Long-term Valacyclovir Suppressive Treatment After Herpes Simplex Virus Type 2 Meningitis: A Double-Blind, Randomized Controlled Trial
ABSTRACT Herpes simplex virus type 2 (HSV-2) is a common cause of acute and recurrent aseptic meningitis. Our aim was to determine the impact of antiviral suppression on recurrence of meningitis and to delineate the full spectrum of neurological complications.
One hundred and one patients with acute primary or recurrent HSV-2 meningitis were assigned to placebo (n = 51) or 0.5 g of valacyclovir twice daily (n = 50) for 1 year after initial treatment with 1 g of valacyclovir 3 times daily for 1 week in a prospective, placebo-controlled, multicenter trial. The primary outcome was time until recurrence of meningitis. The patients were followed up for 2 years.
The first year, no significant difference was found between the valacyclovir and placebo groups. The second year, without study drugs, the risk of recurrence of verified and probable HSV-2 meningitis was significantly higher among patients exposed to valacyclovir (hazard ratio, 3.29 [95% confidence interval, 10.06-10.21]). One-third of the patients experienced 1-4 meningitis episodes during the study period. A considerable morbidity rate, comprising symptoms from the central, peripheral, and autonomous nervous system, was found in both groups.

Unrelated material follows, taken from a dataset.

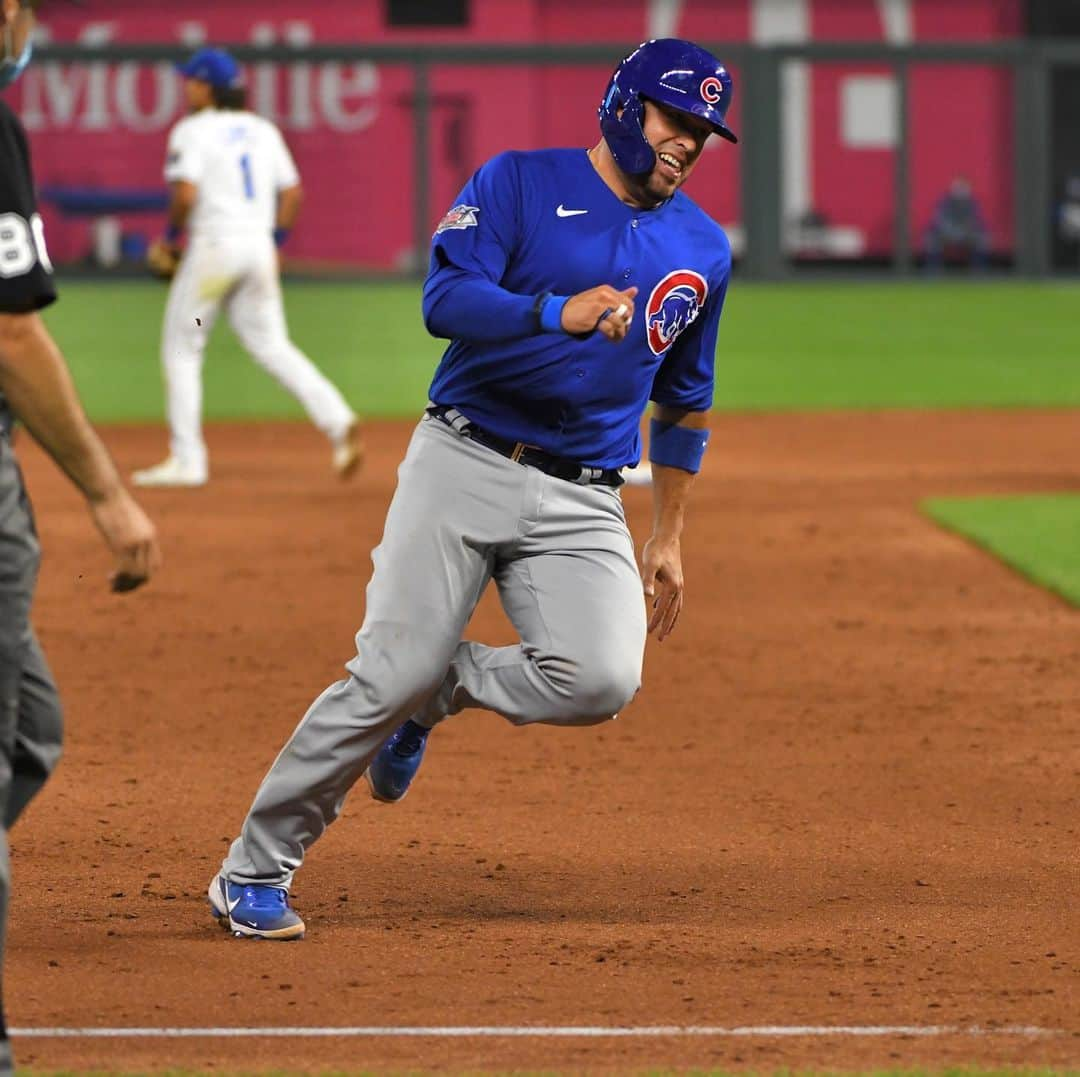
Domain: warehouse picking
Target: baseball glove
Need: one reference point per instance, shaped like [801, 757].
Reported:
[162, 259]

Suppressive treatment with 0.5 g of valacyclovir twice daily was not shown to prohibit recurrent meningitis and cannot be recommended for this purpose after HSV meningitis in general. Protection against mucocutaneous lesions was observed, but the dosage was probably inappropriate for the prevention of HSV activation in the central nervous system. The higher frequency of meningitis, after cessation of active drug, could be interpreted as a rebound phenomenon.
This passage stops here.